IL-10-Induced miR-155 Targets SOCS1 To Enhance IgE-Mediated Mast Cell Function.

IL-10 is an important regulatory cytokine that modulates a wide range of immune cells. Whereas it is best known for its ability to suppress immune responses, IL-10 has been found to be pathogenic in several human and animal studies of immune-mediated diseases. There is a considerable gap in our understanding of the molecular mechanisms behind the stimulatory effects of IL-10 during allergic inflammation. IL-10 treatment has been shown to suppress mast cell TNF production. In this study, we report that whereas TNF secretion was reduced, IL-10 surprisingly enhanced IgE-mediated protease and cytokine production both in vitro and in vivo. This stimulatory effect was consistent in mouse and human skin mast cells. IL-10 enhanced activation of the key FcεRI signaling proteins Stat5, JNK, and ERK. We demonstrate that IL-10 effects are dependent on Stat3 activation, eliciting miR-155 expression, with a resulting loss of suppressor of cytokine signaling-1. The importance of miR-155 was demonstrated by the inability of IL-10 to enhance anaphylaxis in miR-155-deficient mice. Taken together, our results reveal an IL-10-induced, Stat3-miR-155 signaling pathway that can promote mast cell responses.

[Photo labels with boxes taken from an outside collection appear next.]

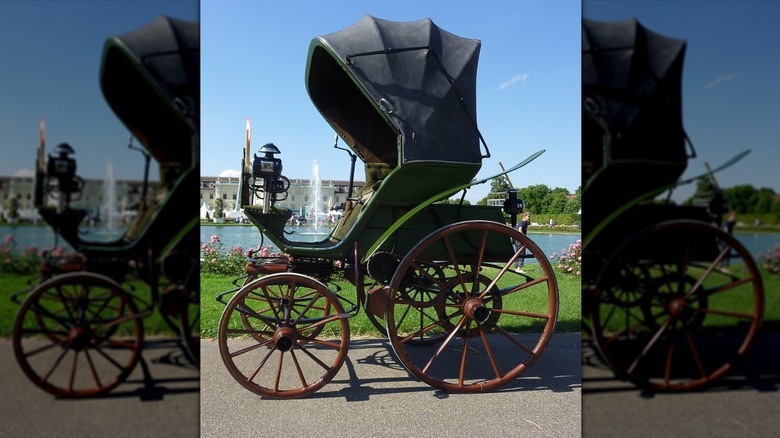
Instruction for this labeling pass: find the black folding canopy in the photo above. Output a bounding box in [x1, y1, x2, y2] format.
[306, 16, 485, 167]
[582, 19, 693, 176]
[100, 16, 200, 166]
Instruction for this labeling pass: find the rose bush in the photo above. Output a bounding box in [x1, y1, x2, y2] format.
[550, 239, 582, 276]
[200, 234, 282, 276]
[0, 234, 68, 275]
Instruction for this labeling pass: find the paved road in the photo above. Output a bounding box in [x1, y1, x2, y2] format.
[582, 333, 780, 438]
[0, 339, 200, 438]
[201, 333, 581, 438]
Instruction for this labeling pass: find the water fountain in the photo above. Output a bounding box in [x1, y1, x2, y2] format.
[310, 160, 323, 233]
[100, 160, 119, 230]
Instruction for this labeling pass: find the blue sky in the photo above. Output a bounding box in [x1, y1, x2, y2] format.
[582, 0, 780, 200]
[0, 0, 198, 179]
[201, 0, 581, 202]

Fluvastatin Suppresses Mast Cell and Basophil IgE Responses: Genotype-Dependent Effects.

Mast cell (MC)- and basophil-associated inflammatory diseases are a considerable burden to society. A significant portion of patients have symptoms despite standard-of-care therapy. Statins, used to lower serum cholesterol, have immune-modulating activities. We tested the in vitro and in vivo effects of statins on IgE-mediated MC and basophil activation. Fluvastatin showed the most significant inhibitory effects of the six statins tested, suppressing IgE-induced cytokine secretion among mouse MCs and basophils. The effects of fluvastatin were reversed by mevalonic acid or geranylgeranyl pyrophosphatase, and mimicked by geranylgeranyl transferase inhibition. Fluvastatin selectively suppressed key FcεRI signaling pathways, including Akt and ERK. Although MCs and basophils from the C57BL/6J mouse strain were responsive to fluvastatin, those from 129/SvImJ mice were completely resistant. Resistance correlated with fluvastatin-induced upregulation of the statin target HMG-CoA reductase. Human MC cultures from eight donors showed a wide range of fluvastatin responsiveness. These data demonstrate that fluvastatin is a potent suppressor of IgE-mediated MC activation, acting at least partly via blockade of geranyl lipid production downstream of HMG-CoA reductase. Importantly, consideration of statin use for treating MC-associated disease needs to incorporate genetic background effects, which can yield drug resistance.